Khadr, who was seized at the age of 15 after a firefight in Afghanistan in July 2002, accepted a plea deal in his war-crimes trial at Guantánamo in October 2010, on the basis that he would serve an eight-year sentence, but with only one year to be served in Guantánamo.
However, as the Globe and Mail described it, the government of Stephen Harper “has been reluctant to accept Mr. Khadr,” and “diplomatic wrangling over his transfer has persisted.” Despite this, as I noted last month, the U.S. government has been putting pressure on the Canadian government, because U.S. officials need other prisoners to be reassured that, if they accept plea deals in exchange for providing evidence against yet other prisoners, the terms of those plea deals will be honored.
Playing that down, and also playing down Canada’s own responsibility towards Khadr, a Canadian official explained, “The United States basically asked Canada for a diplomatic favor and Canada previously agreed to look at a request of this nature favorably. The U.S. needs to get rid of this guy for their own reasons.” The source added that the Americans were “bending over backwards” to ensure Khadr’s return, and would have to “bend their way around a number of their own rules” to make that happen. He also suggested that Vic Toews had “little choice but to accept Mr. Khadr’s return, which would happen at U.S. expense.”
All of the above was economical with the truth, because Canada’s involvement in accepting the return of Khadr was obviously discussed at the time of the plea deal, and the talk of doing favors is, therefore, designed only to make the Canadian government appear tough.
This is nothing new, as the Canadian government has persistently ignored Khadr’s rights, abandoning him at the age of 15, when officials were supposed to call for his rehabilitation as part of the Optional Protocol to the U.N. Convention on the Rights of the Child on the involvement of children in armed conflict, to which both Canada and the U.S. are signatories. Moreover, the Canadian government has done nothing to prevent the kind of racism that has involved a regular outpouring of hostility towards Khadr. It is so out of control that numerous Canadian citizens have decided that it is appropriate to talk of not allowing Khadr to return to Canada, even though he was born in Canada and is a Canadian citizen.

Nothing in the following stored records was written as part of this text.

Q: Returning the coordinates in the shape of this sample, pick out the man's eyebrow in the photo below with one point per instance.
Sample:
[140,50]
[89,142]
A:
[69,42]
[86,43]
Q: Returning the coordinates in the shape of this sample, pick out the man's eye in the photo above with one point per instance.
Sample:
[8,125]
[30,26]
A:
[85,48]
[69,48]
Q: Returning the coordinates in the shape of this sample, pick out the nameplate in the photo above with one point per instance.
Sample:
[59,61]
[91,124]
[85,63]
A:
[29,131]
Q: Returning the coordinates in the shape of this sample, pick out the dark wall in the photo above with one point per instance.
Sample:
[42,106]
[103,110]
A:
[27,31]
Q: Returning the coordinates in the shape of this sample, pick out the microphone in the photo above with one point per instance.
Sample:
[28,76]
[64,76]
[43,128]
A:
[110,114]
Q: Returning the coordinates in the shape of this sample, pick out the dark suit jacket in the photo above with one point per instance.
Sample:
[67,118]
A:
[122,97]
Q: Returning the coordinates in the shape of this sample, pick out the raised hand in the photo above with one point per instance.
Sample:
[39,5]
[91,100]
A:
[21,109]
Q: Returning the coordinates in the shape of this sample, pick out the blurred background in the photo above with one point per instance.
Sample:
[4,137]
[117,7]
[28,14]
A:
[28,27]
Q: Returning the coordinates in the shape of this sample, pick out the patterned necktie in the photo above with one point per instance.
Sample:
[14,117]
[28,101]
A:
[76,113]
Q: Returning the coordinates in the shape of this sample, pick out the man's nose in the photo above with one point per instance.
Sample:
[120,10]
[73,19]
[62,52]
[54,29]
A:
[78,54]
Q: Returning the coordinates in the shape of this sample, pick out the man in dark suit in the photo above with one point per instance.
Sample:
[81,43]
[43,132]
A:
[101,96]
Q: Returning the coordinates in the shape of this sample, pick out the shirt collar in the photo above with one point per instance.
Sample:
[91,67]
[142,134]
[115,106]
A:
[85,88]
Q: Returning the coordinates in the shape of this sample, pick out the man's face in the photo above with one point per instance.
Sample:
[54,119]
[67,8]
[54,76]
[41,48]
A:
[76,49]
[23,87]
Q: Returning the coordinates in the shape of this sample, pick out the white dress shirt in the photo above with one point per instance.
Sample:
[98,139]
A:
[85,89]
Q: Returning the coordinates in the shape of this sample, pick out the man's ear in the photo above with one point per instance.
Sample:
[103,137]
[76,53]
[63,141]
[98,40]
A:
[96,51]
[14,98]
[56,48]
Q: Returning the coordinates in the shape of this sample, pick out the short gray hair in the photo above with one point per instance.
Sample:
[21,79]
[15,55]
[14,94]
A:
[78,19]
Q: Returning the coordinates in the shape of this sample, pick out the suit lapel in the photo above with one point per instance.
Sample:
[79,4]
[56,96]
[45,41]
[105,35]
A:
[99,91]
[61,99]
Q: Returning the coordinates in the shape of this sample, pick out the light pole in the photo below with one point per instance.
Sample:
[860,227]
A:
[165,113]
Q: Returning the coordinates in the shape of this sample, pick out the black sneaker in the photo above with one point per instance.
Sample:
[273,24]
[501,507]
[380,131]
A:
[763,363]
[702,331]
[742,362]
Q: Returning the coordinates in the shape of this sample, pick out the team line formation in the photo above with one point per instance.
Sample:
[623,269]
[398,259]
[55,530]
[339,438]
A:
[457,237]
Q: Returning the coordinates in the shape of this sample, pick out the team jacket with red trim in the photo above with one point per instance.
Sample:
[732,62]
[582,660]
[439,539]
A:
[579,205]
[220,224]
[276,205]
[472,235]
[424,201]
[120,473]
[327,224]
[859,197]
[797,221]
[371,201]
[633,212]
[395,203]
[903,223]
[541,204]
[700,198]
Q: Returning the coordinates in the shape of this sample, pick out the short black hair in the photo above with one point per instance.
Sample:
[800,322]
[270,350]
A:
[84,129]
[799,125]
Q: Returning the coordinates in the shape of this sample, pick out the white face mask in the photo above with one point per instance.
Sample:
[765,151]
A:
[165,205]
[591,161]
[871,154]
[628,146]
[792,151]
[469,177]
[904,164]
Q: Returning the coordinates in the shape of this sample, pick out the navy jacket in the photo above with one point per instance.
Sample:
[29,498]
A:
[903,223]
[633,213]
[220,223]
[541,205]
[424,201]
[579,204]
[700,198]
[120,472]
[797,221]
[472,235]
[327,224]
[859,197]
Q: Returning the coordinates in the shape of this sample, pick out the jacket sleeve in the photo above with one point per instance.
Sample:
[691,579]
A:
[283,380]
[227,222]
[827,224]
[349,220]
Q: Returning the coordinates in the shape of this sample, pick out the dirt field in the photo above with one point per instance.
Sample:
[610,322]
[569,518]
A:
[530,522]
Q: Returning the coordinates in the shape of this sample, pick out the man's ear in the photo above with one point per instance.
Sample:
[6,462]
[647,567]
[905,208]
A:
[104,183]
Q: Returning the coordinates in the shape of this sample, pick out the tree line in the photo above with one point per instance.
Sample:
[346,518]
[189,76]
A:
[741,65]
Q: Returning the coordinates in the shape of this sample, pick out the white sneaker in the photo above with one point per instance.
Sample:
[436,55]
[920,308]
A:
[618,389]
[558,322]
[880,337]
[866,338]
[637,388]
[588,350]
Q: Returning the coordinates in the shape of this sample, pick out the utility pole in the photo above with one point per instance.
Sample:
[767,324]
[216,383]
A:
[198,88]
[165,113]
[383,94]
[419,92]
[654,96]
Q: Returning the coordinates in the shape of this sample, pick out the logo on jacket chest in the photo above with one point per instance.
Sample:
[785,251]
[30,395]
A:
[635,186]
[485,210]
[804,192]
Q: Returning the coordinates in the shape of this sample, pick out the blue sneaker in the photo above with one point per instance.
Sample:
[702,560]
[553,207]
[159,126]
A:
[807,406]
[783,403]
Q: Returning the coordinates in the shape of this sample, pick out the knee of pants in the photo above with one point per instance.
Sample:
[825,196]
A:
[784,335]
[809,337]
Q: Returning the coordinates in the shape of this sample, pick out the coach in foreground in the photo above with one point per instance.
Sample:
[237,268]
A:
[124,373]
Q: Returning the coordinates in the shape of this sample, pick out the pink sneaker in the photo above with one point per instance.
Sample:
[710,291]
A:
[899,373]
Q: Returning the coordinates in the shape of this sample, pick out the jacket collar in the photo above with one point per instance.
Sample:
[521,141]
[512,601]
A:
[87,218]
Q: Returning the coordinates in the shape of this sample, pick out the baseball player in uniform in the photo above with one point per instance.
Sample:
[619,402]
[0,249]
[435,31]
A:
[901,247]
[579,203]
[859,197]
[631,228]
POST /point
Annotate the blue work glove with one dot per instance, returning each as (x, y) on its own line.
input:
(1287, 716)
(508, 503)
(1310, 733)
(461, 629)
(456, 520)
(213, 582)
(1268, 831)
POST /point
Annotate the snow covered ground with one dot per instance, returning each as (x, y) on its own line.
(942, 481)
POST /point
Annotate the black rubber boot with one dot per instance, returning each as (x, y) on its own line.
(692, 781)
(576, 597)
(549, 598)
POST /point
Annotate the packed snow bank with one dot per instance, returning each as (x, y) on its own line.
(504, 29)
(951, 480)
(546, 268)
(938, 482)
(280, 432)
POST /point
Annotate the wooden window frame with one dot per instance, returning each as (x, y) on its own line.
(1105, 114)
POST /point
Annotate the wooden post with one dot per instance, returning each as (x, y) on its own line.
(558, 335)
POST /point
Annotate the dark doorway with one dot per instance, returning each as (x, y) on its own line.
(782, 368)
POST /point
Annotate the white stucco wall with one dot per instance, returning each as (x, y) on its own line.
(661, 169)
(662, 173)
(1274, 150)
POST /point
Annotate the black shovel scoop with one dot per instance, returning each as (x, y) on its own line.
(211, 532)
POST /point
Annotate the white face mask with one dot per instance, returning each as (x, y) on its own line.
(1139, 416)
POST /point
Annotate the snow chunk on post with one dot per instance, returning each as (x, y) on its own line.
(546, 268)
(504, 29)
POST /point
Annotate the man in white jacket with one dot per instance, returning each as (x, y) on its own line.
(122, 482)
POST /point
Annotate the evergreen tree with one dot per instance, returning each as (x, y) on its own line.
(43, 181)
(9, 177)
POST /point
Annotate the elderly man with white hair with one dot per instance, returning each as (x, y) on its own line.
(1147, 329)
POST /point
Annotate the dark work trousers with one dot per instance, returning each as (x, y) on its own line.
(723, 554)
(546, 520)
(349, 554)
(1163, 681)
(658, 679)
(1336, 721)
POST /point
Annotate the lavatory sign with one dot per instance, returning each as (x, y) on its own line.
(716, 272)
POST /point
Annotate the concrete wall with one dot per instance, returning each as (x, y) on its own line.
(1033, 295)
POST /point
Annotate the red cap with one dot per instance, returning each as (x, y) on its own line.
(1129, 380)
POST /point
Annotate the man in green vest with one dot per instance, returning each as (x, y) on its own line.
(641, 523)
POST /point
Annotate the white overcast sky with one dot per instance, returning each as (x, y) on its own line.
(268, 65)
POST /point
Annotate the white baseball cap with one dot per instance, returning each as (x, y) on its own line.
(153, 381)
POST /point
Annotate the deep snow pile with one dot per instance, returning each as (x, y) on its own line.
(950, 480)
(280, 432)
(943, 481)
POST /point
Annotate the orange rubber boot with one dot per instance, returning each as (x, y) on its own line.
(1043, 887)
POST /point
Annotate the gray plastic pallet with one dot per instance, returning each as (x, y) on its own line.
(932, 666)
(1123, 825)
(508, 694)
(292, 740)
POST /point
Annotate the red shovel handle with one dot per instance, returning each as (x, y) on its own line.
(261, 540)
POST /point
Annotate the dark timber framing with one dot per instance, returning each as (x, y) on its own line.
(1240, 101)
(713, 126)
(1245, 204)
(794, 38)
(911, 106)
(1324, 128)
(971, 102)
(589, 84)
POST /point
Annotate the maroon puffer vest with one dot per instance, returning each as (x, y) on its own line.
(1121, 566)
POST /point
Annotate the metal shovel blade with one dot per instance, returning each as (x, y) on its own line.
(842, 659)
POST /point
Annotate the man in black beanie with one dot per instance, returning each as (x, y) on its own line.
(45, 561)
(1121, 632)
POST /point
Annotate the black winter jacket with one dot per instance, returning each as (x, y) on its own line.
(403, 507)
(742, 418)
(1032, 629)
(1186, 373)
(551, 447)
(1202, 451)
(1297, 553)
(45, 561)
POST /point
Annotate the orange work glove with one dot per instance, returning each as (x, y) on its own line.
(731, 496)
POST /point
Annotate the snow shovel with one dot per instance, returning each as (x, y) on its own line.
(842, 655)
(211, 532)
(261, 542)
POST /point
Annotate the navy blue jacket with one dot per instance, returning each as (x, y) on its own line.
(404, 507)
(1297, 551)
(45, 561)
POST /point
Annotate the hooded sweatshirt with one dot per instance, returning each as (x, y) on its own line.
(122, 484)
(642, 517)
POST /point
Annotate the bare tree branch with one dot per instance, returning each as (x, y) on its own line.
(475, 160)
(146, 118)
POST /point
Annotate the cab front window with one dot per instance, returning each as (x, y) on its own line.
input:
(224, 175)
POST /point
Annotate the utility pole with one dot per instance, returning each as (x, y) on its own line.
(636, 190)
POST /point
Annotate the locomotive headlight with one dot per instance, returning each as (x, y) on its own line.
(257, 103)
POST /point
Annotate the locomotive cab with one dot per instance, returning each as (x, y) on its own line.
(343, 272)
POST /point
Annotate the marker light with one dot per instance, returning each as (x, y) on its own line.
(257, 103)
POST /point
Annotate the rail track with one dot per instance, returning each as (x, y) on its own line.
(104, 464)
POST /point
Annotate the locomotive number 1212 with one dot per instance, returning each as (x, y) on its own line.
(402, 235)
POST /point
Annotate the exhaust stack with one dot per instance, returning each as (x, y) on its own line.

Typical was a poll conducted last week on CBC News’s “Your Community Blog,” which asked the question, “Should Omar Khadr be allowed to return to Canada?” as though there was a legal option to prevent his return, when there is not. Fortunately, 53 percent of those who voted said yes, compared to 43 percent who said no. That is still an alarmingly large minority of Canadian citizens who don’t understand what “nationality” and “citizenship” mean, and who also don’t seem to believe that a prison sentence — and any notion of punishment — should be finite.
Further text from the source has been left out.